Advanced Custom Primitives Guide¶
Functions With Additional Arguments¶
One caveat with the make_primitive functions is that the required arguments of function
must be input features. Here we create a function for StringCount
, a primitive which counts the number of occurrences of a string in a Text
input. Since string
is not a feature, it needs to be a keyword argument to string_count
.
In [1]: def string_count(column, string=None):
...: '''Count the number of times the value string occurs'''
...: assert string is not None, "string to count needs to be defined"

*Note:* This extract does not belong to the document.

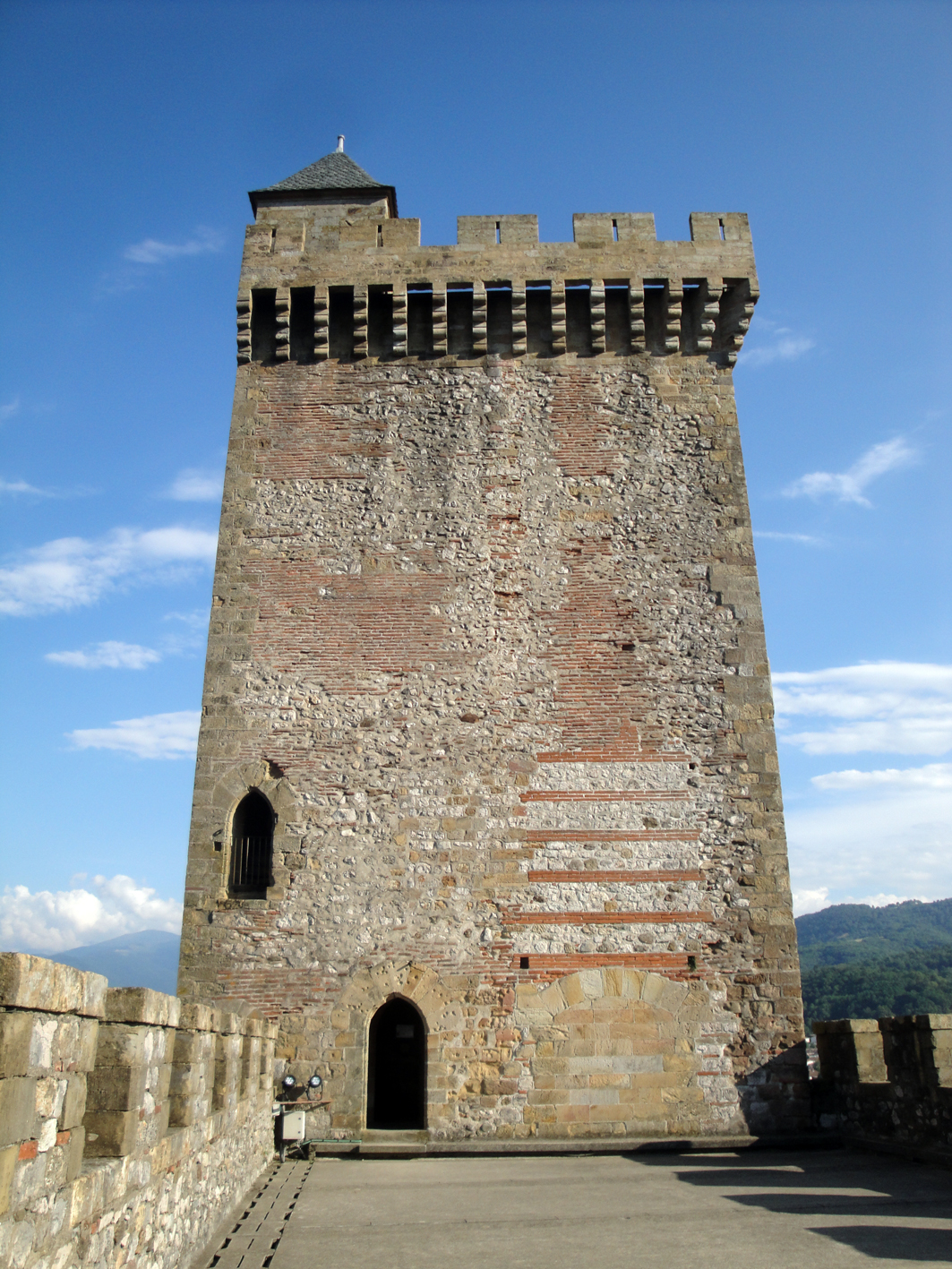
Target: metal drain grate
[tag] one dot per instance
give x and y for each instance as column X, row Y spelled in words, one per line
column 254, row 1238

...: counts = [element.lower().count(string) for element in column]
...: return counts
...:
In order to have features defined using the primitive reflect what string is being counted, we define a custom generate_name
function.
In [2]: def string_count_generate_name(self, base_feature_names):
...: return u'STRING_COUNT(%s, "%s")' % (base_feature_names[0], self.kwargs['string'])
...:
Now that we have the function, we create the primitive using the make_trans_primitive
function.
In [3]: StringCount = make_trans_primitive(function=string_count,
...: input_types=[Text],
...: return_type=Numeric,
...: cls_attributes={"generate_name": string_count_generate_name})
...:
Passing in string="test"
as a keyword argument when initializing the StringCount primitive will make “test” the value used for string when string_count
is called to calculate the feature values. Now we use this primitive to define features and calculate the feature values.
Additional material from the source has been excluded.